A nice thing about the quad cores is they're supposedly going to improve battery life greatly, with 1 or 2 processors being very low power consuming ones and the others being normal. So I'll be curious to see how well they perform and what battery life is on them. And who knows if displays will be better in a couple months... but this can be said for all technology since something newer is ALWAYS on the horizon.
The nice thing about getting the Galaxy Nexus is we know it'll be supported with quick updates from Google and we KNOW it has an unlocked bootloader (which for us who have rooted our phones is needed).
Bingo. Plus One. Nailed it. On
all counts.
It seems like only yesterday that we were assuring people that dual cores would save battery life, not eat into it - remember that one, muchachas and muchachos? That dual cores would eat battery life?
The new quad core schemes are really starting to show some wonderful vendor (or rather, inventor) differentiation for us users. One plan is the big.LITTLE, with two lower power cores, another is the Tegra 3, a "quad" core but actually with a 5th low power core, and certainly other schemes will quickly follow. (Just repeating what you already said - the new beasties will have 1 or 2 low power cores.)
You've all heard me say that I won't surrender my dual core Evo 3D and you've heard others say to heck with it, the Rezound or the RAZR is the phone for them.
What does that tell you?
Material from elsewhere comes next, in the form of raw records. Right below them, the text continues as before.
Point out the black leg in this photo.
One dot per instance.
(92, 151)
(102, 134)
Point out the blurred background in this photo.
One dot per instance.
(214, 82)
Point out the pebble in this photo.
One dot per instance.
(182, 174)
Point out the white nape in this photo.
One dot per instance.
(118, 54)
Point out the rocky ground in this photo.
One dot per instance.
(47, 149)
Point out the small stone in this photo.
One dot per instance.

It tells you that once you stand back from brink of synthetic benchmarks and find that your phone is already as fast or faster than you are, the differences come down to just personal preferences.
And that puts into the Second Golden Age of Android, in my opinion - where each of the available superphones displays superiority to, but simultaneous equality with, the other Android superphones.
And the Galactasaurus Nex will be the fitting pinnacle of this class.
So what's next?
Battery life.
Say it with me - we want the power of 2 core or better Android with the battery life of a StarTac (or feature phone of your choice) or better.
There will always be a vocal niche for various things like GPU performance. Face it - the gamers can never get enough GPU and they're an important smart phone segment - but they are not the largest segment, simply the most demanding of performance in that area and possibly the most vocal.
Me? I want longer battery life - no, wait - even longer than that.
I want some sort of FAST transreflective display, because up here this close to the sun where I live, nothing satisfies in outdoor light in the summer. (Pixel Qi or Mirasol display, I don't care which, so long as it's fast and color correct.)
But until that day comes and we enter the Third Golden Age of Android, I want unconditional control of my phone and fast updates.
Mark my words, my friends - with Verizon and others catching up with the world in dual core variety for all consumers, we are truly crossing the threshold into the Second Golden Age of Android.
I know of no other way to express it.